Néanmoins, un parallélisme peut-être tenté si il n’a pas pour but d’obtenir l’avis du réalisateur, mais uniquement la finalité de comparer "La haine" à la réalité. Le film de Matthieu Kassovitz étant d’une remarquable qualité, il peut prétendre à cet exercice.

Finalement, "jusqu’ici (2006) tout va bien" ? Les émeutes d’octobre/novembre nous incitent à répondre par la négative. La politique de M. Sarkozy, qu’on la juge bonne ou mauvaise, a exacerbé la haine des jeunes banlieusards en particulier, et des jeunes en général.

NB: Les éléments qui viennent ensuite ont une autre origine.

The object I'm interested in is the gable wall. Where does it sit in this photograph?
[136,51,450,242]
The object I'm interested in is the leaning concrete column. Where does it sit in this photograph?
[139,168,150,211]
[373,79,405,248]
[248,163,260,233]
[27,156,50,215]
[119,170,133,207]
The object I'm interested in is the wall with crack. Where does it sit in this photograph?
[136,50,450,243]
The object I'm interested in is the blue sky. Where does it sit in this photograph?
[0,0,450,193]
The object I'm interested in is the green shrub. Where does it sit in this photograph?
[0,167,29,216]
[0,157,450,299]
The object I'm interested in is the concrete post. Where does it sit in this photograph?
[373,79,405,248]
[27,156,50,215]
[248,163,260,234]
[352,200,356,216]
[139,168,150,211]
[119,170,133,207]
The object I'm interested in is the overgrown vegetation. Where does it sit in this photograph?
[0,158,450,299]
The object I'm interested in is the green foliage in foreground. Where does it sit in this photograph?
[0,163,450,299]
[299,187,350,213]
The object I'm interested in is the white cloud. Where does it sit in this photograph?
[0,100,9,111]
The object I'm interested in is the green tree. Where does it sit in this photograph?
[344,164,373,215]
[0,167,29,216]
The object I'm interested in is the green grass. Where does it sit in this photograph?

Une autre raison d’être pessimiste. L’augmentation récente des violences contre les personnes en général, et contre les policiers en particulier, pousse là encore au défaitisme. "Ici", "tout" ne va plus aussi "bien" donc ? D’après Mathieu Kassovitz, la frontière entre la "bonne" et la "mauvaise" situation est manifestée par la mort. La mort d’un policier. "Les flics, des armes, ils en ont, les jeunes, des armes, ils en ont. Mais pour l’instant, ceux qui sont sages ce sont les jeunes qui ne s’en servent pas encore" explique Kassovitz.

Selon Kassovitz donc, du moins d’après la définition qu’il faisait voilà 10 ans de cette frontière qui ferait basculer la "société qui tombe" au crash éminemment douloureux, tout va bien. Si on applique ce raisonnement, le jour où un policier mourra, la société sera tombée à son niveau le plus bas. Problème : quand on touche le fond, on ne peut que remonter. Ici, ce n’est pas le cas. Un policier mort, la psychose atteindra sûrement son apothéose dans les rangs des forces de l’ordre. Immanquablement viendra une tension accrue, voire un désir de vengeance.

La frontière entre la "bonne" et "mauvaise" situation est donc une fuite en avant. Inatteignable puisque chaque fois qu’on l’approche, elle s’éloigne. En un mot, il y a toujours pire. On ne peut donc pas se contenter de la situation actuelle en se rassurant : "jusqu’ici tout va bien". Le pire, c’est maintenant. Mais cela peut devenir encore pire. Mais qu’on ne s’y trompe pas, Mathieu Kassovitz ne peut être mis en cause puisque son film avait déjà pour but de sonner le tocsin. Et aujourd’hui, le tocsin sonne toujours.